X-Message-Number: 20029
From: "Mark Plus" <>
Subject: Re: Religion and Secularism
Date: Tue, 10 Sep 2002 15:45:09 -0700

In Message #20023, Mike Perry writes,

>As for Tom Paine and other founding fathers, some of the most prominent,
including Washington, Jefferson, and Paine himself, were not atheists but
Deists, while I'm not aware of any who could be said to be atheist or
non-religious. As Paine makes clear in *The Age of Reason*, he believed in
no revealed scripture (hence his opposition to the Bible) but did believe
in a God, and also a resurrection and an afterlife.

Deism illustrates how one generation's reasonable inference can become a 
future generation's non sequitur.

Deists assumed that "revealed" religions, including Christianity, are human 
inventions, which almost anyone could think up and present as genuine. In 
other contexts such an activity would be called "lying."  (Today we have far 
more examples of made-up religions than educated Europeans knew about in the 
18th Century. Apparently starting a new religion isn't all that difficult. I 
couldn't do it, because I don't have the right sort of personality. But 
there are plenty of people in the world who do.)

By contrast, humans couldn't make living organisms, and it wasn't obvious 
how organisms originally came about or how they worked, though their 
functioning could be analogized to watches, which were the high-tech gadgets 
of the 18th Century. (We don't find watches in nature, however, so maybe god 
can't make watches.) Therefore, the Deists concluded, revealed religions 
don't prove the existence of a god, but the existence of life does imply the 
existence of a god, because no other "explanation" for life was plausible 
given the knowledge of the time.

Darwin certainly changes the look of things. Now that we understand how 
evolution works, and we are increasingly able to control the biochemical 
structure of life, the Deists' assumption about biology seems untenable. 
When humans are able to do things once attributed to a god, it's 
increasingly hard to argue that biological complexity has to point to a 
supernatural designer. If we can learn to reverse aging and resuscitate 
people from some kinds of "death," then that would seem to make the god 
conjecture superfluous, at least regarding biology. (Some day I'd like to 
work into a conversation: "Of course scientists can create life! What do you 
think life is -- some kind of miracle?")

Deism was certainly an enormous improvement over the dogmatisms of its era, 
and it allied itself with the right progressive social and political causes 
like freedom of expression, religious disestablishment and republican 
government. Today it's mainly worth studying for its historical interest.

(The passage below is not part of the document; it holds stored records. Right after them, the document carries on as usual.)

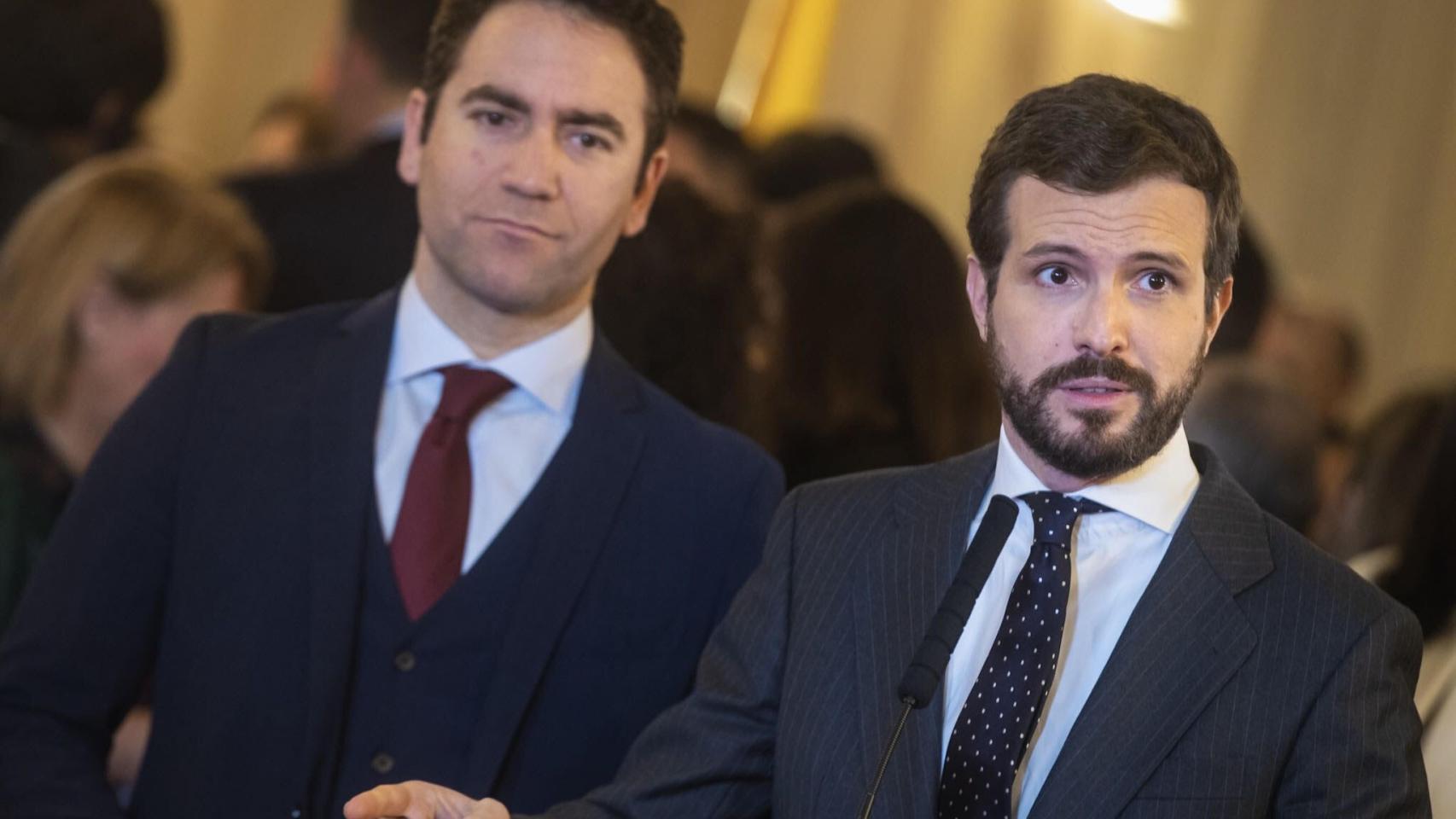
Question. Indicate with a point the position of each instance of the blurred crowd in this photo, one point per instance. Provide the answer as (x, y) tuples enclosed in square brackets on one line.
[(787, 290)]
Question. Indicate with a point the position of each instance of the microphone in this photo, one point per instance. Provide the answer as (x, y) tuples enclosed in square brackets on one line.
[(923, 676)]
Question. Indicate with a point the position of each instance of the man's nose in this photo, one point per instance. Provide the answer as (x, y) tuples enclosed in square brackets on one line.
[(1101, 322), (533, 167)]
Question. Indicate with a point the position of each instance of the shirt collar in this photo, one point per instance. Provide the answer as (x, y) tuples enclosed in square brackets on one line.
[(1155, 492), (548, 369)]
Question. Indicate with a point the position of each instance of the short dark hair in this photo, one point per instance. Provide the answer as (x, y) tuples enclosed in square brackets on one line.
[(1098, 134), (398, 31), (812, 159), (651, 29), (59, 59)]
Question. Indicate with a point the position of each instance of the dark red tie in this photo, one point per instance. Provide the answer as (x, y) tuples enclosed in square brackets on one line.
[(428, 537)]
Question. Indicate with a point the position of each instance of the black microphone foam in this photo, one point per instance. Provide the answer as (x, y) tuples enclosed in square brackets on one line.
[(929, 660)]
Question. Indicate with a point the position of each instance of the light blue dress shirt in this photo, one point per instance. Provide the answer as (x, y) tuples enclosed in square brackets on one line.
[(511, 441), (1114, 556)]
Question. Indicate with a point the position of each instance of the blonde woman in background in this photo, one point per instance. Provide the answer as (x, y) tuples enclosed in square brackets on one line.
[(98, 276)]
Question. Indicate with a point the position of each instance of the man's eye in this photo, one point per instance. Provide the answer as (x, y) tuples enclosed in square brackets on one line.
[(590, 142), (1053, 276), (1156, 280), (490, 117)]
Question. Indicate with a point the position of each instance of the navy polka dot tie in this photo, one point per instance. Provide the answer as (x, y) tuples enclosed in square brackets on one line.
[(1004, 706)]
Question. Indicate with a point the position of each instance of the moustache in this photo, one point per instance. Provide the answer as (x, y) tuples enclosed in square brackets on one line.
[(1094, 367)]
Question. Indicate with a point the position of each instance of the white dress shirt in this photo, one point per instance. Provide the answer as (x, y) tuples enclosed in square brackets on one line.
[(1114, 556), (511, 441)]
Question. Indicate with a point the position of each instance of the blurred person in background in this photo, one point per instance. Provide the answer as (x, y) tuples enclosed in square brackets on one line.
[(877, 361), (347, 229), (812, 159), (1264, 431), (678, 303), (293, 131), (1420, 571), (96, 280), (1375, 503), (1319, 351), (74, 76), (713, 158)]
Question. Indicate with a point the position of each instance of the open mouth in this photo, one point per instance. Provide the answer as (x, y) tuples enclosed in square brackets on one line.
[(523, 229)]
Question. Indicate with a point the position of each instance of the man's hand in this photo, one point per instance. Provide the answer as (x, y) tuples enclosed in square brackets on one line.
[(421, 800)]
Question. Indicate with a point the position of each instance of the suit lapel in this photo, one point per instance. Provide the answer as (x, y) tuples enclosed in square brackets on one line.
[(894, 600), (590, 474), (1184, 641), (347, 385)]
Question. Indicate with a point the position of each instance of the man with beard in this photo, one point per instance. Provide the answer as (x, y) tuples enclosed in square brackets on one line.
[(1146, 643)]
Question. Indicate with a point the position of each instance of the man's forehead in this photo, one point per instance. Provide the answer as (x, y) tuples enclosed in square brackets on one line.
[(552, 55), (1155, 210)]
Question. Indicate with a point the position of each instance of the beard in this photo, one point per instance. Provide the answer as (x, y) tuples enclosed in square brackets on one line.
[(1094, 451)]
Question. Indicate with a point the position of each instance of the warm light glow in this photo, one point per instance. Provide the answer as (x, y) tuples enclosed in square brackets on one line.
[(1161, 12)]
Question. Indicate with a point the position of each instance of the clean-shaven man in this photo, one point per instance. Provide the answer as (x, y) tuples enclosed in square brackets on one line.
[(441, 534)]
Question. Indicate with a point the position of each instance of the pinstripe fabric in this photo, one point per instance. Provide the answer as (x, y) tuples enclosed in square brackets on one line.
[(1255, 677)]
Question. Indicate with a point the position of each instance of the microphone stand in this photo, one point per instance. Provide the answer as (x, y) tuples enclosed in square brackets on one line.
[(923, 676)]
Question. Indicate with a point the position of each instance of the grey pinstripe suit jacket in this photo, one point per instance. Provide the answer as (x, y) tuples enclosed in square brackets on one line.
[(1255, 677)]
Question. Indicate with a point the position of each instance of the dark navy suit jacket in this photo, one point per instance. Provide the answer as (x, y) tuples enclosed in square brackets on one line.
[(216, 546), (1257, 677)]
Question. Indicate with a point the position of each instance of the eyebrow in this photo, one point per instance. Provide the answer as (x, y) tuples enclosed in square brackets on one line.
[(568, 117), (1054, 249)]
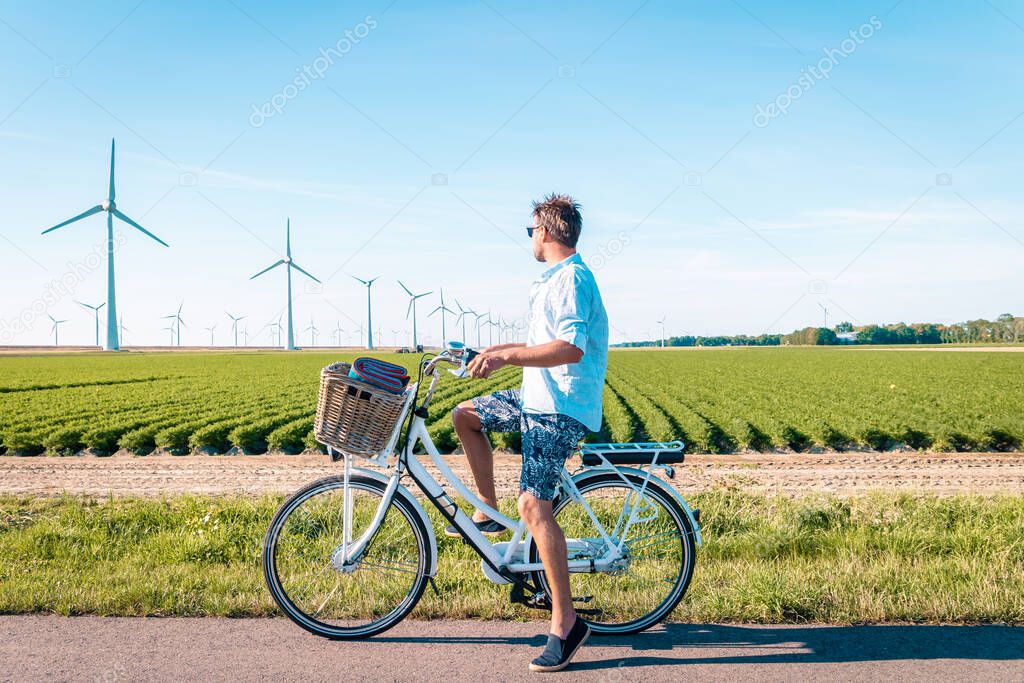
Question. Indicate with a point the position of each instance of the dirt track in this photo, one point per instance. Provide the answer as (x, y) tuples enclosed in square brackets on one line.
[(842, 473), (55, 648)]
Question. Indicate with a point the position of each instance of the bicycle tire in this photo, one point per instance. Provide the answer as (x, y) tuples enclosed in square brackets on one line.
[(318, 627), (668, 500)]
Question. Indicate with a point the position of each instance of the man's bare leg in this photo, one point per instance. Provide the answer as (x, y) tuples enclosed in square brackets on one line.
[(551, 544), (477, 450)]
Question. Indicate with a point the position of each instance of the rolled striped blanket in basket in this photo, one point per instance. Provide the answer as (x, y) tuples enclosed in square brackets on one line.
[(379, 373)]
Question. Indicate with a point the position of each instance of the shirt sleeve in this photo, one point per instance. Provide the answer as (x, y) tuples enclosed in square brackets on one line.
[(570, 310)]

In light of Deism's career, you have to wonder how people will view 
Transhumanism some day. If progress stagnates, as seems likely unless we can 
find alternatives to petroleum in the next few years, then Transhumanism may 
be remembered, if at all, as a crank obsession that seemed plausible during 
the last flush of economic growth before the end of the fossil fuels age.

Mark Plus
It's not "religious" or "science fictional" if you can do it.